Hi!

I am using ray rllib in combination with a traffic simulator in order to train an agent that controls traffic lights.

Let’s say the min green time of a traffic light phase is 5sec and the transition time (green -> yellow -> red) is 3 sec. I.e. my agent ist interacting with the traffic lights non-periodically (sometimes 5s and sometimes 3s+5s=8s), which is different to the “normal” Markov Decision Process Framework.

In order to tackle this, I have to use the Semi Markov Decision Process Framework.
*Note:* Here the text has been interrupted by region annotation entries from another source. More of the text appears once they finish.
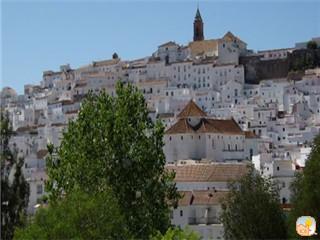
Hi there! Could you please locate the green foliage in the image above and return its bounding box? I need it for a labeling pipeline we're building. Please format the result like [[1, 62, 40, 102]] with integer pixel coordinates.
[[0, 112, 29, 239], [46, 82, 178, 239], [14, 191, 129, 240], [221, 167, 286, 239], [152, 228, 201, 240], [307, 41, 318, 49], [289, 136, 320, 239]]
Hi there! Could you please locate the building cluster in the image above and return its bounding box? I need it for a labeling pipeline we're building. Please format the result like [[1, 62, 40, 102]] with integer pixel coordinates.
[[1, 6, 320, 239]]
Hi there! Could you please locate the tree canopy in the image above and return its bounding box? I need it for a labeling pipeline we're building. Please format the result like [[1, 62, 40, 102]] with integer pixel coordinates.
[[0, 112, 29, 239], [14, 191, 130, 240], [47, 82, 178, 239], [221, 167, 286, 239], [289, 135, 320, 239], [152, 227, 201, 240]]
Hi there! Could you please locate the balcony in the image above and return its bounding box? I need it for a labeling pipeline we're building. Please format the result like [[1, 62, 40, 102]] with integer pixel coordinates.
[[188, 217, 221, 225]]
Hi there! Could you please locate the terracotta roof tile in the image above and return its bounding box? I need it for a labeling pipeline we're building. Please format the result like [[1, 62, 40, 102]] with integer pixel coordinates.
[[192, 190, 228, 205], [166, 119, 195, 134], [189, 39, 218, 57], [244, 131, 259, 138], [178, 190, 228, 206], [166, 163, 248, 182], [158, 41, 179, 47], [165, 118, 244, 135], [178, 100, 207, 118]]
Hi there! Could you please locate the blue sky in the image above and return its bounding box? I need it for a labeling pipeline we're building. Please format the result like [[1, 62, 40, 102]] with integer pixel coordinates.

For Q-learning this modifies the TD error as follows:

`r_t + gamma * r_{t+1} + ... + gamma^N * r_{t+N} + gamma^{N+1} * maxQ(s',a') - Q(s,a)`

where `r_t, r_{t+1} ...`

are equally spaced intermediate rewards, which are calculated every 1 seconds.

The calculation of `r_t + gamma * r_{t+1} + ... + gamma^N * r_{t+N} `

is done in my custom environment.

But dependent on the distance between two interactions points of my agent with the traffic lights (5s or 8s) the algorithm has to discount `maxQ(s',a')`

with a different `N`

in `gamma^{N+1}`

. How can I tell the algorithm (DQN or APEX) which discount factor to choose?

Thanks guys in advance for any suggestions!